[OpenAFS] OpenAFS in a production environment
Lester Barrows
barrows@email.arc.nasa.gov
Thu, 1 Sep 2005 19:48:16 -0700
Hi Jeffrey,
On Thursday 01 September 2005 6:43 pm, you wrote:
> There are certainly some performance issues, but they're rather more
> complex than is suggested here. If it were easy, we'd have fixed it by
> now.
Sure, the protocols behind AFS are almost certainly going to be more complex
than my understanding of them. I'm simply sharing my observations of OpenAFS
performance based on our useage over the past several years.
> OpenAFS _clients_ work fine behind a NAT that provides reasonable
> connection tracking and does not time out UDP port associations too
> quickly. For those that do time out such associations quickly, it is
> possible to increase the frequency with which the cache manager polls the
> fileserver, resulting in a "keep-alive" effect, but this has the
> disadvantage of additional load on the network and fileservers.
OpenAFS clients in excess of one system work poorly behind any NAT I've ever
put them behind, be that hardware such as those on Cisco or Foundry routers,
or software such as iptables with the Linux kernel. There may be a few types
of NATs which work properly, and increasing polling frequency may indeed
help, but from an architectural standpoint I wouldn't recommend placing
several AFS clients behind a NAT. It's simply asking for trouble from my
experience, which is the context in which my response was written.
> That said, NAT's break the Internet. Avoid using them if you can.

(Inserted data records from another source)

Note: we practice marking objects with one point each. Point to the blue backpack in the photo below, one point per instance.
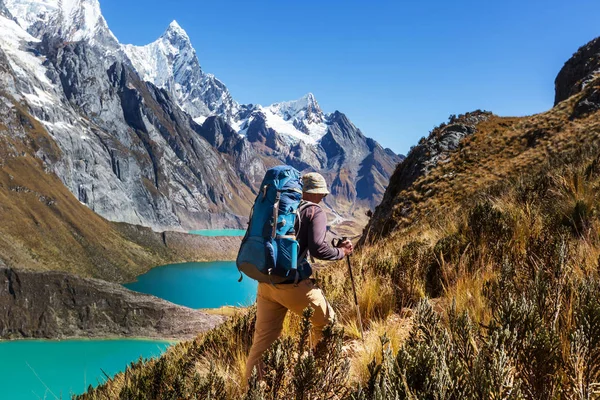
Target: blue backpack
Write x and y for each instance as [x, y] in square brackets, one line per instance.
[269, 250]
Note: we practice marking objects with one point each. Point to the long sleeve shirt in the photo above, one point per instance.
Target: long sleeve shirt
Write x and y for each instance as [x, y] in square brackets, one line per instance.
[312, 229]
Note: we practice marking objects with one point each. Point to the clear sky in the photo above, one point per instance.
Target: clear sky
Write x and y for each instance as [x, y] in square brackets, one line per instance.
[396, 68]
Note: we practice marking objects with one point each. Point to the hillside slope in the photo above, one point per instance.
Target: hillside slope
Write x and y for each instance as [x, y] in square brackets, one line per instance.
[494, 219]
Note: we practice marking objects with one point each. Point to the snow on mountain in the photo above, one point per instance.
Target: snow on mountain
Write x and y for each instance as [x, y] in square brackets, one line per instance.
[73, 20]
[171, 63]
[32, 82]
[297, 120]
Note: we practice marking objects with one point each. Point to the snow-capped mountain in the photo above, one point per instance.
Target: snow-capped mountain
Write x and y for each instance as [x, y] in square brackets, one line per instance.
[298, 120]
[123, 119]
[71, 20]
[171, 63]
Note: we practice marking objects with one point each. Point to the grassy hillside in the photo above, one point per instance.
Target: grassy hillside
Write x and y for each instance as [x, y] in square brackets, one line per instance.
[479, 280]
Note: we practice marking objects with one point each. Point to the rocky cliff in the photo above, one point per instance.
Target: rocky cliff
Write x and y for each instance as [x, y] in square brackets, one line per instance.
[480, 150]
[58, 305]
[128, 123]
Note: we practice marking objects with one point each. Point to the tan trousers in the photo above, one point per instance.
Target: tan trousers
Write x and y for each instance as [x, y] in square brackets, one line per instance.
[272, 304]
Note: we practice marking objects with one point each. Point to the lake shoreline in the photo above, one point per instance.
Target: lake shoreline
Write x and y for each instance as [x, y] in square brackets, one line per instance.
[56, 305]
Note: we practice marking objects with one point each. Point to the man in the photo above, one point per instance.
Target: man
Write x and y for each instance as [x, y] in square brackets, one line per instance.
[273, 301]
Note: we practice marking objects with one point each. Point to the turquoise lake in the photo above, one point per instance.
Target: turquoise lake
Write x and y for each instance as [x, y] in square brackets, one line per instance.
[38, 369]
[198, 285]
[68, 367]
[219, 232]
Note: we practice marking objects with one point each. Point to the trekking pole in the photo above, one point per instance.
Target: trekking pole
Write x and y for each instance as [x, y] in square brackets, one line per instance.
[362, 334]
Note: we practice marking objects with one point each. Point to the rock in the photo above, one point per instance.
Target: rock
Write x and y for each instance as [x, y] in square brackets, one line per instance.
[58, 305]
[578, 71]
[421, 160]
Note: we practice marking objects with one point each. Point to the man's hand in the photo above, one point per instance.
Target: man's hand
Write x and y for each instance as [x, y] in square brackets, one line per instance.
[347, 247]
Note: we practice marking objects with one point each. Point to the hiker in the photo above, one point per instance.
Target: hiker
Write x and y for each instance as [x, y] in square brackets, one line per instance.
[273, 301]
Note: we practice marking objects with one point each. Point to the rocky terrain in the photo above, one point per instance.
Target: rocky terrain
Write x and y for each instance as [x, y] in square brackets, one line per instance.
[479, 279]
[129, 123]
[58, 305]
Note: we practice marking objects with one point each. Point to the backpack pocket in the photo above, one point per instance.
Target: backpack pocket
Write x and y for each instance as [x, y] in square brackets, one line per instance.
[253, 254]
[287, 256]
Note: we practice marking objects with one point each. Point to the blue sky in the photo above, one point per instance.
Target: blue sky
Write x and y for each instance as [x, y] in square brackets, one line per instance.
[396, 68]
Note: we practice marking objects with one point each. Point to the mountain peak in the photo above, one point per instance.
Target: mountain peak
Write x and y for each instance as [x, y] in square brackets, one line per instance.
[175, 31]
[306, 106]
[73, 20]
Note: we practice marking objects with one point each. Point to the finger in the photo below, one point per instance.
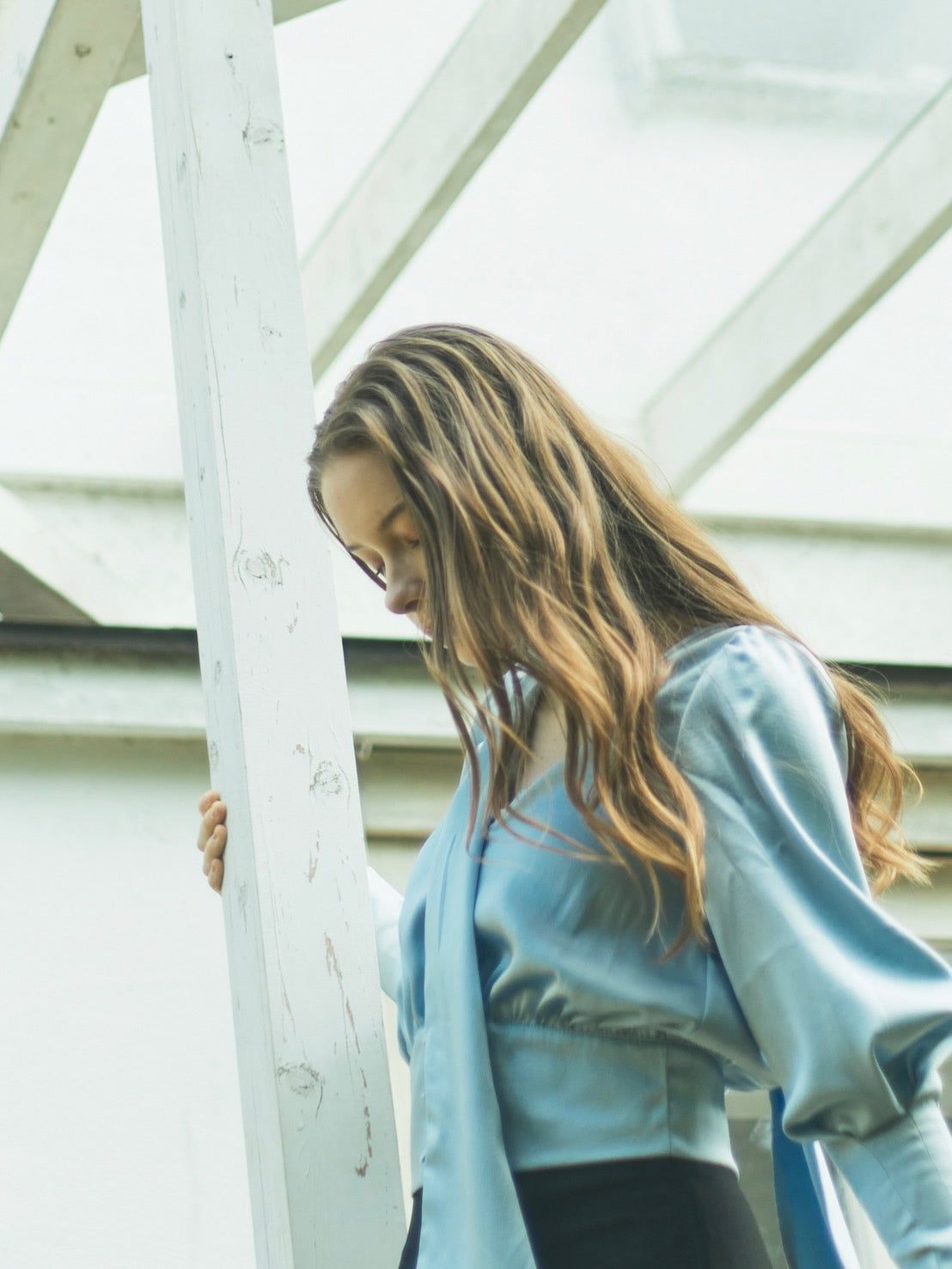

NATs are a fact of life on the internet today. We try to avoid them where
possible, but the real world isn't perfect and we can't always control the
complete environment. I simply recommend not putting OpenAFS clients behind
them. We should avoid driving cars with petroleum-powered internal combustion
engines since they pollute the air, but somehow it keeps happening. What is
convenient is often chosen over what is perceived to be correct.
> At this point, OpenAFS 1.2 is pretty stale. We did indeed decide not to do
> 2.6 support in that version, but instead focus on the 1.3/1.4 branch, so if
> you want 2.6 support, then you'll need something relatively recent. I
> suggest 1.4.0rc2 (or better, RC3 when that gets released). Really, things
> have been pretty stable for some time now, we've just been trying to squish
> as many bugs as we can before a 1.4 release.
Indeed, but in our environment we do a fair amount of testing and also rely on
confidence from other similar environments before we replace what's already
working. I appreciate all the efforts to fix bugs, hopefully our users will
have a better impression of AFS once 1.4 is released.
> Locally, we are running 1.3.85 or so in production on 2.6 machines on both
> i386 and amd64, and have seen no problems.
Great, once 1.4 is released we'll evaluate it and hopefully it can be used in
our environment. We're currently testing 1.3.87 on i386 and amd64 at the
moment, and will probably end up trying it on PPC in the future. We still
have issues with obtaining tokens from a kaserver on login under amd64, but
those will hopefully be sorted by the time 1.4 rolls out.
> PAG support has been available for quite some time. Yes, if you run an old
> enough version you won't get PAG support. So don't run something that old.
PAGs aren't the issue so much as keeping our kaserver architecture alive until
our full Kerberos V infrastructure is ready to be released. Once I have newer
versions of OpenAFS working in the same manner and reliability that we have
with the 1.2.x versions, we'll be ready to migrate. Either that, or until the
new architecture takes over.
> Frankly, I hate the included backup system. However, there are a number of
> good alternatives available, depending on your environment.
Agreed, but for some organizations it has to suffice. Thanks for the comments
in any case.
Regards,
Lester Barrows